Therefore, the stakes of the Cold War were dangerously high. The first Hydrogen bomb test in the Marshall Islands demonstrated just how deadly the nuclear age could be. It made a 25-square-mile fireball that vaporized an island, blew a giant hole in the ocean floor and had the power to demolish half of Manhattan. Successive Soviet and American tests emitted poisonous radioactive waste into the atmosphere.
The consistent threat of a nuclear annihilation had a huge impact on US domestic life as well. In their backyards, people built bomb shelters. They practiced attack drills in public places such as schools. In these and other ways, the Cold War was a continuous presence in the everyday lives of Americans.
The Cold War spreads to space
Space exploration was another considerable arena for Cold War competition. On 4 October 1957, the Soviets launched “Sputnik” (Russian for traveler), world’s first man-made object to be placed into Earth’s orbit, and the world’s first artificial satellite. This launch came as an unpleasant surprise to most Americans. It was important not to lose too much ground to the Soviets.
The US launched its own satellite in 1958, the Explorer I. President Dwight Eisenhower signed a public order in the same year creating the National Aeronautics and Space Administration (NASA), which was dedicated to space exploration, as well as various programs aiming to exploit the military potential of space. However, the Soviets remained one step ahead, sending the first man into space in April 1961.
The Cold War: The Red Scare
Beginning in 1947, the House Un-American Activities Committee (HUAC) ushered the Cold War home in another way. They started a series of hearings designed to demonstrate that communist subversion in the US was alive and well.
Soon, thousands of federal employees were investigated, prosecuted or fired. While this anticommunist hysteria grew throughout the 1950s, people were requested to testify against their colleagues, liberal college professors lost their jobs and “loyalty oaths” became commonplace.
The Cold War Abroad
In June 1950, the initial military action of the Cold War started when the Soviet-backed North Korean People’s Army attacked its pro-Western neighbor to the south. A lot of American officials were worried that this was the first step in a communist movement to take over the world and considered that nonintervention was not an option. The American military was sent into Korea, but the war dragged into an impasse and ended in 1953. There were subsequent international disputes including Cuba and Vietnam.
The End of the Cold War
As soon as President Richard Nixon took office, he started to implement a new strategy to international relations. Instead of seeing the world as a hostile, “bi-polar” place, he suggested using diplomacy instead of military action to make more poles. With that in mind, he encouraged the United Nations to acknowledge the communist Chinese government, and started to establish diplomatic relations with Beijing. Simultaneously, he adopted a policy of “relaxation” toward the Soviet Union. He and Leonid Brezhnev, the Soviet premier, signed the Strategic Arms Limitation Treaty (SALT I), which banned the manufacture of nuclear missiles by both countries.

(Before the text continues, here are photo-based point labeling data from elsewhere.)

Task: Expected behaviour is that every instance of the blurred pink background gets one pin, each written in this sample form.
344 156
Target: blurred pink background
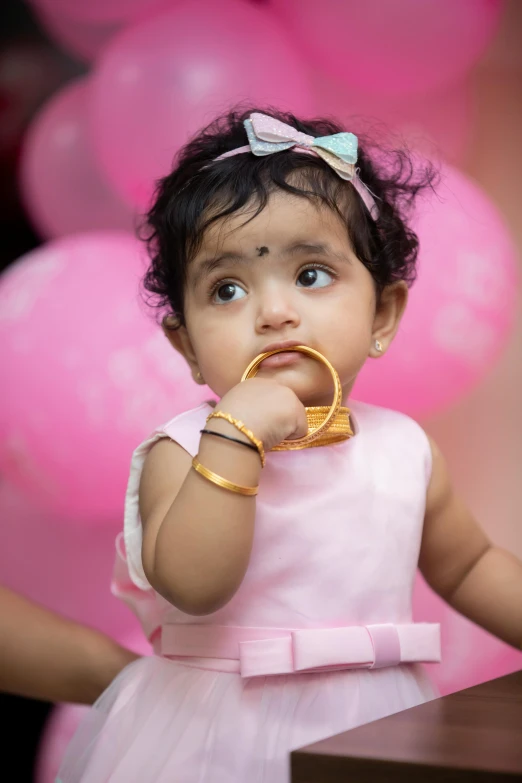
471 121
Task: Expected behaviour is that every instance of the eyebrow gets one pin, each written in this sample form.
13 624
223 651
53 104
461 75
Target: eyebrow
209 265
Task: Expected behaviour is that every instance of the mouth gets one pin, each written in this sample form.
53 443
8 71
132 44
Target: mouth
284 358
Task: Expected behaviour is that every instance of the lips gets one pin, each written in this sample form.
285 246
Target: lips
285 358
278 346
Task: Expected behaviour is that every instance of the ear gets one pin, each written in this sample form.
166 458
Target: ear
179 339
388 314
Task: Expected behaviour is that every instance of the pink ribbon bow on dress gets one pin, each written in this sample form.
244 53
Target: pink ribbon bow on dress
266 135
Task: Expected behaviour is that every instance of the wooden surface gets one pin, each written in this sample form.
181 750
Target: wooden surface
474 735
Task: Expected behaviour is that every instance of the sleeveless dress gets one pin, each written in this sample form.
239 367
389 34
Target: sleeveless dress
317 640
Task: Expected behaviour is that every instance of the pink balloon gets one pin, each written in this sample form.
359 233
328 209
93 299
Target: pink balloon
439 125
470 655
61 566
62 187
82 39
87 374
62 724
159 82
404 46
461 309
98 11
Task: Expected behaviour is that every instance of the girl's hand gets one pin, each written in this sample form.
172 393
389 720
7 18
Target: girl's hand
273 412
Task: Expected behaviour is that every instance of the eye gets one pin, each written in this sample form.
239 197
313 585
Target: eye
228 292
314 278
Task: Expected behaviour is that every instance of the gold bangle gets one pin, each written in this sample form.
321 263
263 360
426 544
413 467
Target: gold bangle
220 481
314 433
241 427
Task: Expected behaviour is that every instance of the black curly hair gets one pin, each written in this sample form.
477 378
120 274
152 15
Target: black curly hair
200 191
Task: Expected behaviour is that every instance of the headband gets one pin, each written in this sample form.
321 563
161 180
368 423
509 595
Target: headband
267 135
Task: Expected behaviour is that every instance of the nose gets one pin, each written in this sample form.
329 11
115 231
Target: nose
276 311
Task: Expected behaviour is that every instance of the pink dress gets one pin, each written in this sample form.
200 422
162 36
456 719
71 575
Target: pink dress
318 639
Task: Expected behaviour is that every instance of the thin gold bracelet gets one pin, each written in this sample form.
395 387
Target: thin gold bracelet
220 481
242 428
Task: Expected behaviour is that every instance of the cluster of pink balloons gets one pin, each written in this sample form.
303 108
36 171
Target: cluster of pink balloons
89 374
461 309
87 371
147 96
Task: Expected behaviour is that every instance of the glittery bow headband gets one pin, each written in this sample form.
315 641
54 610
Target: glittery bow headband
267 135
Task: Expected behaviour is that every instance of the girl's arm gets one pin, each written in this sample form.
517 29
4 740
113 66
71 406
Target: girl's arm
197 537
480 580
45 656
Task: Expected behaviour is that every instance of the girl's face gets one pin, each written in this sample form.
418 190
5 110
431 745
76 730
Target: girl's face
287 275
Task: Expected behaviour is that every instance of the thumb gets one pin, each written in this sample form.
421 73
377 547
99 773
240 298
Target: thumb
301 423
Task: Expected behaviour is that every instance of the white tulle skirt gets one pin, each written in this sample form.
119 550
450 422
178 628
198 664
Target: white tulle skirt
162 721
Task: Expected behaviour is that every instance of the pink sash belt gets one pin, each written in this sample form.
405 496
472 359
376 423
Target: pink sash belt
267 651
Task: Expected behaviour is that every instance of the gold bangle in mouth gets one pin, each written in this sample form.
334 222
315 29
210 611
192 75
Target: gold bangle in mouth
320 419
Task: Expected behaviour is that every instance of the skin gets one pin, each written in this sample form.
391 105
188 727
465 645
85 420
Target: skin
309 286
44 656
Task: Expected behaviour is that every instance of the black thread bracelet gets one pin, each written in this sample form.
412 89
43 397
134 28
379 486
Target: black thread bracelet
228 437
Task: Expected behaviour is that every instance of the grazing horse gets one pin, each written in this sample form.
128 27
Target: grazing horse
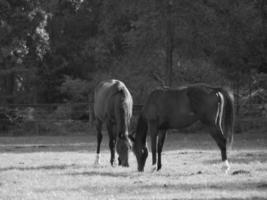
178 108
113 105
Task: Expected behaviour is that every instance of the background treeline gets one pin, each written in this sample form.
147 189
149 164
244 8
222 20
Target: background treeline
55 51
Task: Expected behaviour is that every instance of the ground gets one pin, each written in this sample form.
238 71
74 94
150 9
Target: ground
47 168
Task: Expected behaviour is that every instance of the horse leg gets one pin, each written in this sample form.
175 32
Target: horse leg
99 140
221 141
112 142
152 128
161 139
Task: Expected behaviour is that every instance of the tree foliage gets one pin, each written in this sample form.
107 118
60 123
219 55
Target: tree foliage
55 50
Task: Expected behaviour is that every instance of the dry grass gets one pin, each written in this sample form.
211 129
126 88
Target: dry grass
46 168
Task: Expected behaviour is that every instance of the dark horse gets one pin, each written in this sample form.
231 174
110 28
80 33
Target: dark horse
177 108
113 104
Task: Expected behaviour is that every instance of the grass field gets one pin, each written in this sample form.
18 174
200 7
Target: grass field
46 168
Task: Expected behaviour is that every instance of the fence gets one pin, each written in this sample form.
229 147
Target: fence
77 118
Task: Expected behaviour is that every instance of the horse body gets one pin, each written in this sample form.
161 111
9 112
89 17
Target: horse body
113 105
178 108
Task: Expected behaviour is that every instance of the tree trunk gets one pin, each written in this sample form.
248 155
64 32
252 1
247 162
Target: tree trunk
169 45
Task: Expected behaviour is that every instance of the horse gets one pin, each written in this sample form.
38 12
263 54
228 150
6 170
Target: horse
113 105
168 108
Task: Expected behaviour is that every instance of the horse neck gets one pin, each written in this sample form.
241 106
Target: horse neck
122 117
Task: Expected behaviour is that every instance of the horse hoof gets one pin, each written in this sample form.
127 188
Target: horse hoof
154 168
226 167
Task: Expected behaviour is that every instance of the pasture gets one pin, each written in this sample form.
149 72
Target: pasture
47 168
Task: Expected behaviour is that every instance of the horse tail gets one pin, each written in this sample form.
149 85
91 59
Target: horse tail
228 117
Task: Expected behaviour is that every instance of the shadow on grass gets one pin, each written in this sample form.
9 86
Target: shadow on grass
45 167
146 189
99 173
243 158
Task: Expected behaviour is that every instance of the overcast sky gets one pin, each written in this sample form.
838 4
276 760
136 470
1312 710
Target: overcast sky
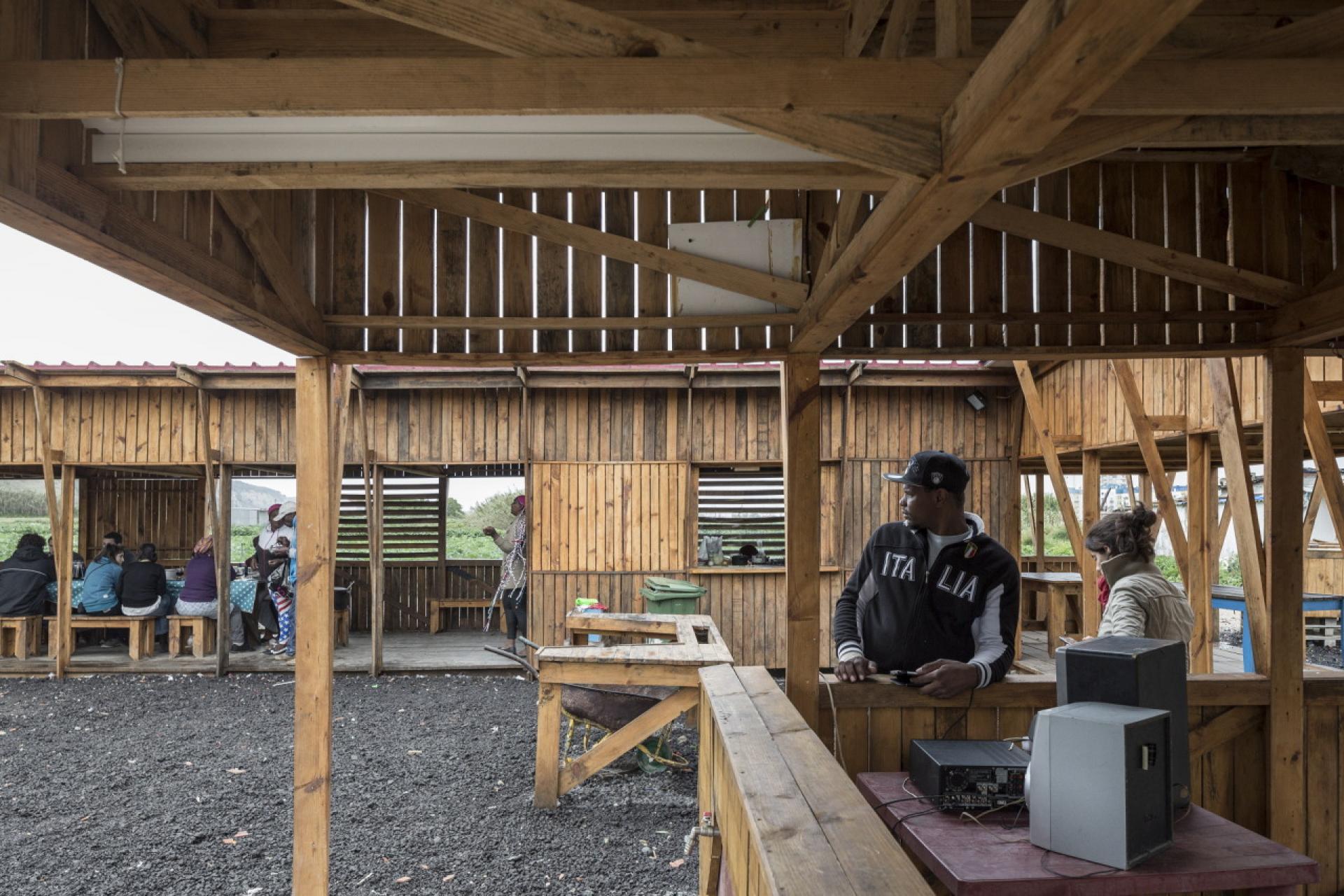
61 308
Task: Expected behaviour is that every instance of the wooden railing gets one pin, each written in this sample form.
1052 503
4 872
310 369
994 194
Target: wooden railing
874 723
787 817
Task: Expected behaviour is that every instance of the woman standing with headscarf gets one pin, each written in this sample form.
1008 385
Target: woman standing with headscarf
512 589
201 596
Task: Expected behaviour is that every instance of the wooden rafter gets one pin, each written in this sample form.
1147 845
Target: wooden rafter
732 277
1038 78
410 86
1154 463
531 175
524 29
1135 253
1241 500
246 216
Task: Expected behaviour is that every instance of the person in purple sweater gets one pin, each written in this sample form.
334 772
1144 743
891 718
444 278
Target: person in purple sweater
201 598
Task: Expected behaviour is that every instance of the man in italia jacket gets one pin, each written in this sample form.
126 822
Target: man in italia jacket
932 596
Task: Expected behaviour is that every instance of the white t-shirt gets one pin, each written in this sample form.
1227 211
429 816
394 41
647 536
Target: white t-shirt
269 536
939 542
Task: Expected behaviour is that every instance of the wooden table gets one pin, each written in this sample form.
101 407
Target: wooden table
1209 853
691 643
1230 597
1057 587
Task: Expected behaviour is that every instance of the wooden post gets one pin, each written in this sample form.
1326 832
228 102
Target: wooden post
223 556
377 567
1037 412
1038 532
1284 590
316 615
65 568
1199 538
1241 500
802 406
1086 564
1154 463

Despite Nixon’s attempts, the Cold War flared up again under President Ronald Reagan who believed that the expansion of communism anywhere threatened freedom everywhere. He therefore worked to supply military and financial aid to anticommunist governments around the world.
As Reagan fought communism in Central America, the Soviet Union was disintegrating. Every other communist state in Eastern Europe replaced its government with a noncommunist one in 1989. In November, the Berlin Wall – the most visible sign of the decades-long Cold War – was finally brought down.